Auch der Bodenkontakt, das Auftreten mit der ganzen Sohle, wird an der Hand vernachlässigt. Die Folge: Das Baby verlässt sich auf die Stützhaltung, verlagert sein Gewicht nach vorne, macht ein Hohlkreuz und läuft viel auf den Zehenspitzen. Eine Körperhaltung, in der es alleine nicht laufen würde und könnte. Das Baby lernt nicht richtig, seine Schritte selbst auszubalancieren und verlässt sich sehr auf uns!

Kindern beim Laufen lernen helfen – aber richtig

Drei wichtige Tipps, um Kinder beim Laufenlernen zu unterstützen: 

  • Hände auf Babys Hüfthöhe reichen
  • Hände oder zwei Finger "weich machen" statt festen Halt zu geben
  • Stehen üben durch Spielmöglichkeiten in Bauchnabelhöhe

Keine Sorge, natürlich könnt ihr euer Baby trotzdem aktivdabeiunterstützen die Welt auf eigenen Beinen zu entdecken: Wenn es beim Laufen lernen die Hände schon nach euch ausstreckt, achtet darauf, ihm eure Hände auf Babys Hüfthöhe zu reichen. (Dass wir Erwachsenen in diesen Situtionen gekrümmt wie eine Banane herumlaufen, lassen wir hier mal außen vor.) Die Hände und Arme sollten dabei entspannt und nicht angespannt oder durchgestreckt sein und keine feste Stütze bilden, mit der ihr dem Kind Gewicht abnehmt. Stattdessen reichen sogar zwei locker hingehaltene Finger aus. Mit eurer Hilfe findet der Nachwuchs etwas Stabilität, merkt aber auch, dass er sich selber ausbalancieren muss, um das Gleichgewicht wiederzufinden. Das ist wichtig, damit sich die Muskulatur richtig ausbildet. Dann heißt es: Lauf Baby, lauf!

"Laufen an der Hand, wenn ein Kind es alleine kann, ist natürlich völlig in Ordnung! In einigen Situationen – zum Beispiel im Straßenverkehr – ist das natürlich auch gar nicht anders möglich“, beruhigt Jennifer Riedel.
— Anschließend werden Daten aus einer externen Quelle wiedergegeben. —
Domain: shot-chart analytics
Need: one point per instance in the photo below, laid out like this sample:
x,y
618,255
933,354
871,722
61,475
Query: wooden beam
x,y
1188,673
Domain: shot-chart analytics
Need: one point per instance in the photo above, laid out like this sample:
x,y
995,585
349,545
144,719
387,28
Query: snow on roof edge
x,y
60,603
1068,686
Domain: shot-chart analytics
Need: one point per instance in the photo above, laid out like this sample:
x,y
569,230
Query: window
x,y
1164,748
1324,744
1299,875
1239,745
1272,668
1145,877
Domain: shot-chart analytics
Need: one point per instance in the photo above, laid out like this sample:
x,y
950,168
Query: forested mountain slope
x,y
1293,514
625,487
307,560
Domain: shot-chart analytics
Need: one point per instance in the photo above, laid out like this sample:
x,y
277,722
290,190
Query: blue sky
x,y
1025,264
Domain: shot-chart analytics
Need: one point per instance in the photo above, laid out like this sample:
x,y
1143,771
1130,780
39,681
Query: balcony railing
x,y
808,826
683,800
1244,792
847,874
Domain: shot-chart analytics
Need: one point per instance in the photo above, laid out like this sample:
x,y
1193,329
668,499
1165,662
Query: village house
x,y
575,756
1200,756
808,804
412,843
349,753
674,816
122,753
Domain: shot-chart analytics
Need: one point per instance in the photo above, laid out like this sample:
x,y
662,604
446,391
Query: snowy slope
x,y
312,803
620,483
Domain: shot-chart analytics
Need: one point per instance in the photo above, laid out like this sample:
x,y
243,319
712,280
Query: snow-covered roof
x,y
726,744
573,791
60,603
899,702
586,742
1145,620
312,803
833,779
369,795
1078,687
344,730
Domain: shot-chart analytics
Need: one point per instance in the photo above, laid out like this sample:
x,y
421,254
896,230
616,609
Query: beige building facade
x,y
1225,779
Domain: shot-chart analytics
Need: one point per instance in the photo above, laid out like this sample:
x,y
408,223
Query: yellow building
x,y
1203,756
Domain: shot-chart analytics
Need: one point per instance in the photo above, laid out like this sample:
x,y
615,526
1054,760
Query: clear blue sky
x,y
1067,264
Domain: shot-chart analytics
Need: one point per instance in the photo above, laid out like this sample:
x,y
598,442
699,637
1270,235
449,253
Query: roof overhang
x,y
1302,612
Sinnvolle Hilfen, um das Gleichgewicht zu trainieren

In der Lauflern-Phase hilft es eurem Kind, wenn ihr das Stehen und damit die Balance trainiert. Kleine Übungseinheiten könnt ihr gut "triggern", indem ihr Spielmöglichkeiten in Stehhöhe – ungefähr auf Höhe von Babys Bauchnabel – anbietet. Das kann zum Beispiel ein Kinderstuhl, ein Karton oder ein umgedrehter Korb sein. Übrigens: Dabei oft barfuß zu sein, stärkt Babys Muskulatur und sorgt für eine gute Körperhaltung – natürlich nur, wenn die Temperaturen und der Untergrund das zulassen.